In the exemplary embodiment, nanometer matrix material 420 has chemical composition, particle cores 418 has the chemical composition of the chemical composition that is different from nanometer matrix material 420, the difference of chemical composition can be configured to the rate of dissolution that provides selectable and controlled, comprise in response to the close borehole characteristics of compact 400 or the optional transition of the controlled change of condition from low-down rate of dissolution to very fast rate of dissolution, comprising the characteristic variations of the wellbore fluid contacting with powder pressing thing 400 just as described herein.Nanometer matrix material 416 can be formed by the powder particle 212 with individual layer and laminated coating 216.This design flexibility provides a large amount of combinations of materials, especially the in the situation that of laminated coating 216, can be used for to given layer and the composition that regulates cellular nano matrix material 416 and nanometer matrix material 420 between coating 216 and particle cores 214, the coating 216 that it is associated with particle cores 214 or close on powder particle 212 by controlling the interaction of coating ingredients.A plurality of illustrative embodiments that show this flexibility are provided below.

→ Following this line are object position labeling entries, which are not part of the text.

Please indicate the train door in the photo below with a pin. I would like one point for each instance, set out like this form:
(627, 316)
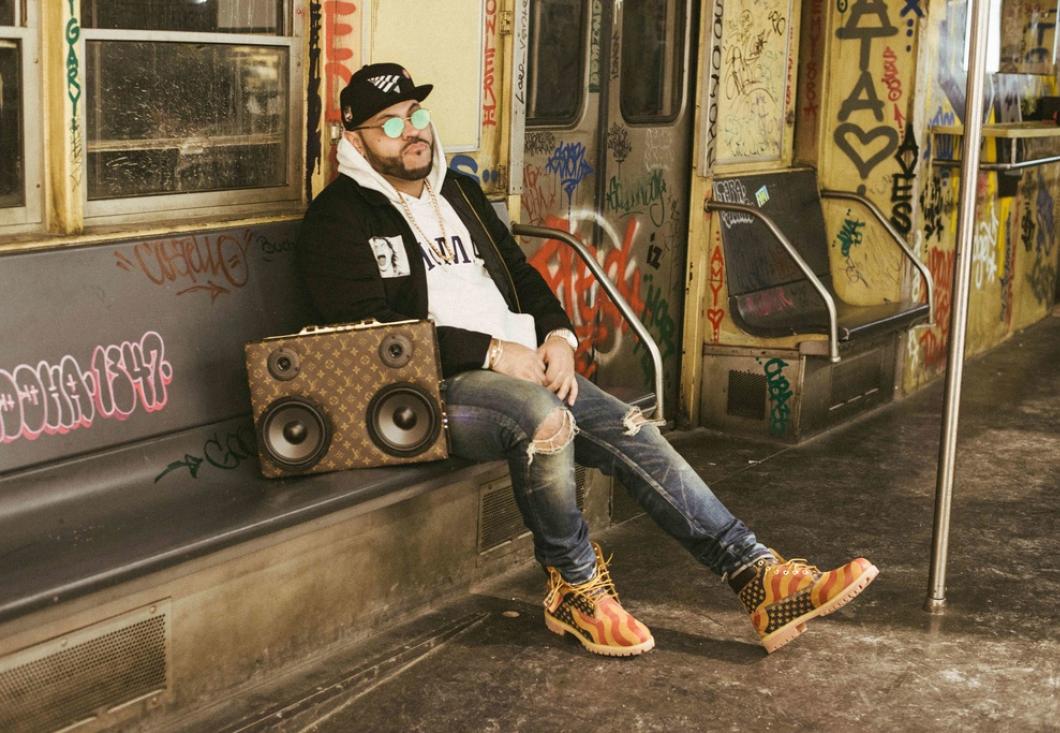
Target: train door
(615, 172)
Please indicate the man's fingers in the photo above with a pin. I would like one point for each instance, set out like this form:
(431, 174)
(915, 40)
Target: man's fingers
(564, 388)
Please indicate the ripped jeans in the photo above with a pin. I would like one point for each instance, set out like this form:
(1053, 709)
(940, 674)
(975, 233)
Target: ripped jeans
(495, 416)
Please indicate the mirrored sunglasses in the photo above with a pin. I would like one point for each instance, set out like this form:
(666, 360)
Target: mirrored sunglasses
(393, 127)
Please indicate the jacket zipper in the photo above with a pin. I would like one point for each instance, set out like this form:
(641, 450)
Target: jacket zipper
(486, 229)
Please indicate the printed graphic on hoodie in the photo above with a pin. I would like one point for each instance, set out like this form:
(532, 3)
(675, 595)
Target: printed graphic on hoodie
(390, 256)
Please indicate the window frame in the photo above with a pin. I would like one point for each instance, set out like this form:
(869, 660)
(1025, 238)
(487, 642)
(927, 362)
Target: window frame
(224, 201)
(679, 60)
(27, 33)
(583, 71)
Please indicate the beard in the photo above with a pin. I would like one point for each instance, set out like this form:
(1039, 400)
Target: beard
(394, 165)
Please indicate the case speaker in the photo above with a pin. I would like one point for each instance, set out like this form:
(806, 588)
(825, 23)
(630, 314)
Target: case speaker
(348, 396)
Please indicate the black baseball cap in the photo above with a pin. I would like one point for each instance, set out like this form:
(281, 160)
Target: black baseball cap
(373, 88)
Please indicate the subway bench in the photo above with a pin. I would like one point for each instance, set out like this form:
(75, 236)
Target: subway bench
(780, 285)
(137, 537)
(146, 568)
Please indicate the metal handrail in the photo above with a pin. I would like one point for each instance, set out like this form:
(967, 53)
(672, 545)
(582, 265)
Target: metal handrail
(616, 297)
(833, 329)
(924, 272)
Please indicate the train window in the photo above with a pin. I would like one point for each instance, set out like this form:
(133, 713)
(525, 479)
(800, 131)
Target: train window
(652, 55)
(12, 189)
(554, 83)
(194, 104)
(20, 159)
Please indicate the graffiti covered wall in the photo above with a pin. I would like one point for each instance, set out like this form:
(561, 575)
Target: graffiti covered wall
(1012, 251)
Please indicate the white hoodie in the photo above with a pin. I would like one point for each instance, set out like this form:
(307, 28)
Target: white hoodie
(461, 293)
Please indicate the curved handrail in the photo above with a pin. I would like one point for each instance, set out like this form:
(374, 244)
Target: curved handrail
(833, 328)
(616, 297)
(924, 272)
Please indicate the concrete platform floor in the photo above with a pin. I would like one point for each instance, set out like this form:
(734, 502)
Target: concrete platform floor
(990, 663)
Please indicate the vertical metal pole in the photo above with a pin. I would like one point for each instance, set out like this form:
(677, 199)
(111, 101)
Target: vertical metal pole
(958, 319)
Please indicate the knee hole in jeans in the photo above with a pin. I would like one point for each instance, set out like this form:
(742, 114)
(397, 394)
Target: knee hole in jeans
(554, 434)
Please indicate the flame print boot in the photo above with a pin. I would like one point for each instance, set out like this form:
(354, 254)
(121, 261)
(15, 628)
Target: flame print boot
(781, 595)
(592, 613)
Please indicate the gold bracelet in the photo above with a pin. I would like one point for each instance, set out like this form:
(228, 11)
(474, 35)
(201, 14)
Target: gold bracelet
(493, 356)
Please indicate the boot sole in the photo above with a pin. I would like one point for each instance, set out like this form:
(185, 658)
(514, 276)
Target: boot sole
(795, 627)
(559, 627)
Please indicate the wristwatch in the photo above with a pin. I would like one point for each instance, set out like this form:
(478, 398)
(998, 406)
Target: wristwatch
(566, 335)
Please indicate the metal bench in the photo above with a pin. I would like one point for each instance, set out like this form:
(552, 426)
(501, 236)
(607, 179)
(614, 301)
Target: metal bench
(126, 445)
(777, 265)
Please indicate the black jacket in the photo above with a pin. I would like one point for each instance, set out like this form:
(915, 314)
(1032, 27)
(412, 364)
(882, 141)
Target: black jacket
(338, 267)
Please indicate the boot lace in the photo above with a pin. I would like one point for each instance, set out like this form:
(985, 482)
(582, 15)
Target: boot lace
(796, 566)
(590, 590)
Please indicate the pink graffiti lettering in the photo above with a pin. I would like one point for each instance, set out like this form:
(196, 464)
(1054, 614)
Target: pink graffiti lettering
(489, 94)
(214, 264)
(716, 313)
(933, 341)
(597, 323)
(890, 75)
(539, 200)
(337, 58)
(54, 399)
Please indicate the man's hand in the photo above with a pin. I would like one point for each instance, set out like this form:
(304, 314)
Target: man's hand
(520, 362)
(559, 358)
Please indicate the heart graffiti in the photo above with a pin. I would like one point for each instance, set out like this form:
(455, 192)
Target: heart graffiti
(848, 129)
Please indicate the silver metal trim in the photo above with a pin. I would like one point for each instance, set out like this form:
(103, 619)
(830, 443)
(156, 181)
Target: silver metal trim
(215, 38)
(616, 297)
(516, 141)
(947, 163)
(833, 329)
(924, 272)
(30, 215)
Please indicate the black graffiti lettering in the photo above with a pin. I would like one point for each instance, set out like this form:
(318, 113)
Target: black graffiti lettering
(862, 96)
(853, 30)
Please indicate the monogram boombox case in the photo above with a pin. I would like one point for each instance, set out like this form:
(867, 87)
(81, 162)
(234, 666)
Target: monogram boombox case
(352, 395)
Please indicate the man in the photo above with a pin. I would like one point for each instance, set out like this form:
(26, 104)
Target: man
(508, 359)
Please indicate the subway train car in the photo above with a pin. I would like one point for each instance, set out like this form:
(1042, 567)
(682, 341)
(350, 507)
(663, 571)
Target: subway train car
(765, 195)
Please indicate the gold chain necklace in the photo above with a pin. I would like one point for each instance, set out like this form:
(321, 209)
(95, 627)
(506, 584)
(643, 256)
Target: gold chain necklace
(444, 254)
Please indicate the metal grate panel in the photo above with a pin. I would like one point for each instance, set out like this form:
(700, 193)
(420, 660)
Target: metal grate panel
(746, 395)
(855, 378)
(499, 520)
(62, 682)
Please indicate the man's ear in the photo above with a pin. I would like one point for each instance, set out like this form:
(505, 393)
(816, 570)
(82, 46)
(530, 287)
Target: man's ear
(355, 140)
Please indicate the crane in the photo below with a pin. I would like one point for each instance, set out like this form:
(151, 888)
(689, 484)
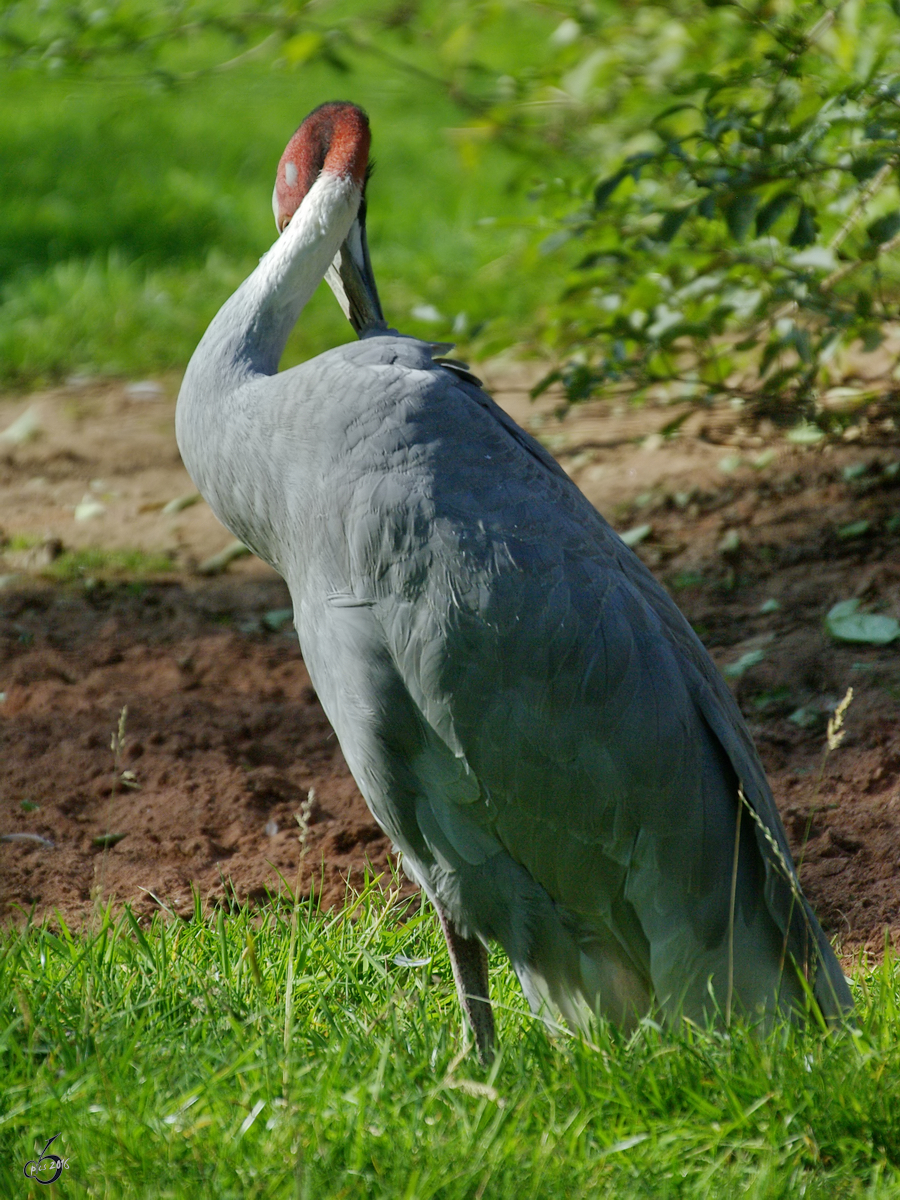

As shown in Figure 9, in the exemplary embodiment, powder pressing thing 400 is formed by powder particle 212, its floating coat 216 comprises individual layer, and the nanometer matrix material 416 obtaining between the adjacent dispersed particulates of a plurality of dispersed particulates 414 comprises single coating 216 of another powder particle of monometallic coating 216, setting course and the adjacent powder particles 212 of a powder particle 212.The thickness of setting course 419 (t) determined by the mutual range of scatter between monometallic coating 216, and can comprise the whole thickness of nanometer matrix material 416 or be only its part.In an illustrative embodiments of the powder pressing thing 400 that uses individual layer powder 210 to form, powder pressing thing 400 can comprise dispersed particulates 414, this dispersed particulates comprises Mg just as described herein, Al, Zn or Mn or their combination, nanometer matrix material 216 can comprise Al, Zn, Mn, Mg, Mo, W, Cu, Fe, Si, Ca, Co, Ta, Re or Ni or its oxide, carbide or nitride, or the combination of any above-mentioned material, the nanometer matrix material 420 that comprises the cellular nano matrix material 416 that wherein contains setting course 419 has the combination in the situation of chemical composition of the chemical composition that is different from nanometer matrix material 416.The difference of the chemical composition of nanometer matrix material 420 and core material 418 can provide selectable and controlled dissolving for the variation in response to borehole characteristics, comprise the variation of wellbore fluid just as described herein.In another illustrative embodiments of the powder pressing thing 400 forming at the powder 210 by thering is single coating structure, dispersed particulates 414 comprises Mg, Al, Zn or Mn, or their combination, cellular nano matrix material 416 comprises Al or Ni or their combination.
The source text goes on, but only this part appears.